手倉森監督が攻守に見えた”甘さ”に苦言 「後ろ向きなプレーは悪い方に転がる」

「練習ありき」のポゼッション

「いい形での崩しだったりはできましたけど、最後は(シュートを)打っていないんだよね。前半もそこが本当に強気でやれたのかという。『ボールを持てているから、いつか点が入る』じゃ取れないぞという話をした。自分たちはそうじゃないと思うかもしれないけど、やっぱり(外からは)そう見えた」

 日本はMF野津田岳人(新潟)のシュートがクロスバーを直撃するなど、ゴールまであと一歩というシーンもあった。しかし、したたかに2得点を奪ったパラグアイの前に屈している。手倉森監督は「これが真理なんですよね。インターナショナルのゲームの真理。それを今日学ばされた」と唸った。

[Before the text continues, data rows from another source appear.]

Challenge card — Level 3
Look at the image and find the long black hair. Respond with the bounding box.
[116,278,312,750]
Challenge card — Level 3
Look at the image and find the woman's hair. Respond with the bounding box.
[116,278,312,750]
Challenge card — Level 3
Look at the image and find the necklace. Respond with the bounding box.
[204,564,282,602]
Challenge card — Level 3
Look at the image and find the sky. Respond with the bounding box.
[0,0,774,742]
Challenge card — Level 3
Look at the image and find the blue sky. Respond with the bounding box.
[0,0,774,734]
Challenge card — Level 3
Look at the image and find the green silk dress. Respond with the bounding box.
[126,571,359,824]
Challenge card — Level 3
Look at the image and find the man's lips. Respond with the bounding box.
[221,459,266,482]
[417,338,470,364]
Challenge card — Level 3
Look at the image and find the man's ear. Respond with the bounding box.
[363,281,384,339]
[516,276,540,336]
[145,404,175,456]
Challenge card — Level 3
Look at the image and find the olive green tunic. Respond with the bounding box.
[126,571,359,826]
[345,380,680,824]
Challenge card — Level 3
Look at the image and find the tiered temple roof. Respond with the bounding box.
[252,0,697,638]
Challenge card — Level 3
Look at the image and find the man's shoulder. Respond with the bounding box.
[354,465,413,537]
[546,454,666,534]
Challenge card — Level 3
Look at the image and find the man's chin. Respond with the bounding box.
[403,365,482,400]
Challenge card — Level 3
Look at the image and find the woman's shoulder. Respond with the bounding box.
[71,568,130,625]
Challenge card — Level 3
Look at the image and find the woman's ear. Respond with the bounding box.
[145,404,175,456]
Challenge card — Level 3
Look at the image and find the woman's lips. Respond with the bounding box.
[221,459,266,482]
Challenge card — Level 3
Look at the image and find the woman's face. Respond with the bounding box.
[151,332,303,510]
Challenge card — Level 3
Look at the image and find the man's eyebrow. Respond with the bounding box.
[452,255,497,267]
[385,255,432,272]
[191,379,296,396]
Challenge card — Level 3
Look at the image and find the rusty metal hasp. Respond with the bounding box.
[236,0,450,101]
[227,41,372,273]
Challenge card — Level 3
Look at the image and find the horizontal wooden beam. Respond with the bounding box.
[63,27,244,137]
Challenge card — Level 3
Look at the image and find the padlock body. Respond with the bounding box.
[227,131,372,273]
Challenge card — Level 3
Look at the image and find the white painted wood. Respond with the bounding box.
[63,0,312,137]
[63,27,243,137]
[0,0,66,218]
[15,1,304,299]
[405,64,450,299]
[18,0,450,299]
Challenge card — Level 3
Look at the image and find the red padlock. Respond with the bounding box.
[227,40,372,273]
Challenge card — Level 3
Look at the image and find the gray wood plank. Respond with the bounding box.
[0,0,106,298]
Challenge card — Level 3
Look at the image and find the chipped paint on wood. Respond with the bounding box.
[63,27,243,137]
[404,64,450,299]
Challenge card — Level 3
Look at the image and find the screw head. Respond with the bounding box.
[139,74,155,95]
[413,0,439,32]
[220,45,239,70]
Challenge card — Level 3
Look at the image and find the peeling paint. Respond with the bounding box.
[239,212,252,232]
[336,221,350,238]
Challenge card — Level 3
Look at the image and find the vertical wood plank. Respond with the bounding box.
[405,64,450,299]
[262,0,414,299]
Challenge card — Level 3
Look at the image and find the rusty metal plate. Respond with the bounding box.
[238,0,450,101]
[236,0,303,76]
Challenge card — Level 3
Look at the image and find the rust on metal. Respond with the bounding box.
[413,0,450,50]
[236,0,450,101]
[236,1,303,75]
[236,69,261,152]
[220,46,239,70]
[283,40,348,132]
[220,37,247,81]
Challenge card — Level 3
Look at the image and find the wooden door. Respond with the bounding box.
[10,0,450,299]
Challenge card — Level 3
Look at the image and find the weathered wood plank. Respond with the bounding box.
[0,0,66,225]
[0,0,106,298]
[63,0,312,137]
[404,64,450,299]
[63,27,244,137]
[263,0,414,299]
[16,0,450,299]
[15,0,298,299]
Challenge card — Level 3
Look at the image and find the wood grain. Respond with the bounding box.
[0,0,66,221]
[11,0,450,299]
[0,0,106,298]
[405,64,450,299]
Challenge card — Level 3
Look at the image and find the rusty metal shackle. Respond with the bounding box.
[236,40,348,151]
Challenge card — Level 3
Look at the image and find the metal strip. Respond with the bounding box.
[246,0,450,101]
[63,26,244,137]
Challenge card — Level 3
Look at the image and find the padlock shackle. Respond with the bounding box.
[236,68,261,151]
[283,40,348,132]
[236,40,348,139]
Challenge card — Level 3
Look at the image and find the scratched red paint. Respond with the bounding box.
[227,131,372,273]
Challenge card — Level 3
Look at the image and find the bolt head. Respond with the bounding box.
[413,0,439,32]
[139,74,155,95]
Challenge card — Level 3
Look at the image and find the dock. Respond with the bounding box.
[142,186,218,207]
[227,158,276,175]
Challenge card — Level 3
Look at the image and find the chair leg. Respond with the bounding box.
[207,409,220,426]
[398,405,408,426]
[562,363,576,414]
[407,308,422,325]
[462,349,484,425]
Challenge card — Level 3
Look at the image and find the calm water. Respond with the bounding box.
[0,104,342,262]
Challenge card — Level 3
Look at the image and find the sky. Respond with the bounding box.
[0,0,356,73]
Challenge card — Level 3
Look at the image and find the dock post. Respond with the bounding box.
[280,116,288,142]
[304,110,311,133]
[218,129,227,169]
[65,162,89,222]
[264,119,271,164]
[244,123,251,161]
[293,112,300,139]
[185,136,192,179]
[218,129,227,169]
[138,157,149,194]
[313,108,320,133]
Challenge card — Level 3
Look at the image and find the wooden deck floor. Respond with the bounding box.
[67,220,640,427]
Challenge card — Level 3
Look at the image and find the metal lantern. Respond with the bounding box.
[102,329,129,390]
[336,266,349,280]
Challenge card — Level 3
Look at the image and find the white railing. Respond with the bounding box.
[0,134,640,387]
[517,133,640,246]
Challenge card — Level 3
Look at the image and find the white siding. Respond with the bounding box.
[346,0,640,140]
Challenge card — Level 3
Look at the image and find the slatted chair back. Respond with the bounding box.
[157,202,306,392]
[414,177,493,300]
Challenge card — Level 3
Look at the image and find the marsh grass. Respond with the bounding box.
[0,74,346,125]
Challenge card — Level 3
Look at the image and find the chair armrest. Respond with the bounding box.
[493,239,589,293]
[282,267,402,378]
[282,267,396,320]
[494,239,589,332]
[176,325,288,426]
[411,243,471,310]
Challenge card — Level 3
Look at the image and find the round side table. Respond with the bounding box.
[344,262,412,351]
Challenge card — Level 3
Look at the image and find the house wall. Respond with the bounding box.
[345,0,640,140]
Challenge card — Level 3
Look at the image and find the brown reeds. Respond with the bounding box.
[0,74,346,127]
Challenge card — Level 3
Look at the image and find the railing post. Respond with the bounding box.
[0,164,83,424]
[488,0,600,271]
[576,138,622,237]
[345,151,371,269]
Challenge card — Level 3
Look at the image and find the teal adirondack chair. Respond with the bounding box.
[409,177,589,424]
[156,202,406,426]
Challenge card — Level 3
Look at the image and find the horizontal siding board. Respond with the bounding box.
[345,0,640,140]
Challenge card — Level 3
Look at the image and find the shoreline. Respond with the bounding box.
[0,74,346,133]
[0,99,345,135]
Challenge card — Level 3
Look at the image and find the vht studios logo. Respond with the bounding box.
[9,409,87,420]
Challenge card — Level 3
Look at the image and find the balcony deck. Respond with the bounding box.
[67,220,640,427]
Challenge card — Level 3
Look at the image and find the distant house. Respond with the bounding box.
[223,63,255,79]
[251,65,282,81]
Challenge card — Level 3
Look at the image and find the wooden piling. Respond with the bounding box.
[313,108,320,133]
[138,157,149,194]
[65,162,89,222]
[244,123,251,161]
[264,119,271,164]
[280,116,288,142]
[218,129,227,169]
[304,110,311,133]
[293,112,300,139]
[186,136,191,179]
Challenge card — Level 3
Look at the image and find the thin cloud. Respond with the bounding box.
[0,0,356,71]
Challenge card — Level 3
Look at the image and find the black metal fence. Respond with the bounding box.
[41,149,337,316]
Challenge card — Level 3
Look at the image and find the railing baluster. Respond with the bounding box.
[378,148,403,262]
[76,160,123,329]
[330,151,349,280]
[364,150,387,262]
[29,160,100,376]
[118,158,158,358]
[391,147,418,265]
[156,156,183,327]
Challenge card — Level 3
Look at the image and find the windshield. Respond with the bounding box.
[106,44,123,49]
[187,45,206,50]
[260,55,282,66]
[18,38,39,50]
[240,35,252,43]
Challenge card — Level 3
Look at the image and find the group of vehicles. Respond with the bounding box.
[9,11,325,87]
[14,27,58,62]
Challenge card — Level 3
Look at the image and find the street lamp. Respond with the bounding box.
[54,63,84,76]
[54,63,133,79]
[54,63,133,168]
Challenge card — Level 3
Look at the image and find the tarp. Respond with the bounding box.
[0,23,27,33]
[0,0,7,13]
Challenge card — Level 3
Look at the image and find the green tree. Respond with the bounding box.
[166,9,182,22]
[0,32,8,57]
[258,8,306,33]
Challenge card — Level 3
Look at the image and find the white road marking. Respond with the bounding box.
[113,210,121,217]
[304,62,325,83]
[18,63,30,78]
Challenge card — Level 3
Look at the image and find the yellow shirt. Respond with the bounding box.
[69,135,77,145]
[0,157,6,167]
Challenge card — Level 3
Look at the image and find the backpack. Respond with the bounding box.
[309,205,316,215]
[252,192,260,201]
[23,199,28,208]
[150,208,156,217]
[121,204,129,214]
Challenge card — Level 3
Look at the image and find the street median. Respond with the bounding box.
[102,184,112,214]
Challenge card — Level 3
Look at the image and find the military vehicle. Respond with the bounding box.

 日本サッカーは長く「決定力不足」の問題を指摘されてきた。2000年代半ば頃からは、バルセロナやスペイン代表といったチームが相手よりもボールを圧倒的に支配するパスサッカーで成功を収めたことで、「ポゼッション」という言葉が独り歩きしている。ボールを保持することばかりに囚われ、シュートを打つという大前提が忘れ去られている。

 そうした傾向がリオ五輪を目指すチームにも、根付いてしまっているようだ。指揮官も「まずコンビネーションの方が先に頭にある。たしかにそういう練習はしているんだけど、パラグアイや南米の選手たちは最終ラインに1枚あれば、一人で行って交わしたら打つっていうようなシンプルさがある。だけどこっちは、たしかに練習していることなんだけどそれありき」と、消極的な姿勢に警鐘を鳴らしている。シュート意識の高いJリーグ3季連続得点王FW大久保嘉人(川崎)が、オーバーエイジで招集されると噂に上るのも、こうした背景も影響しているのだろうか。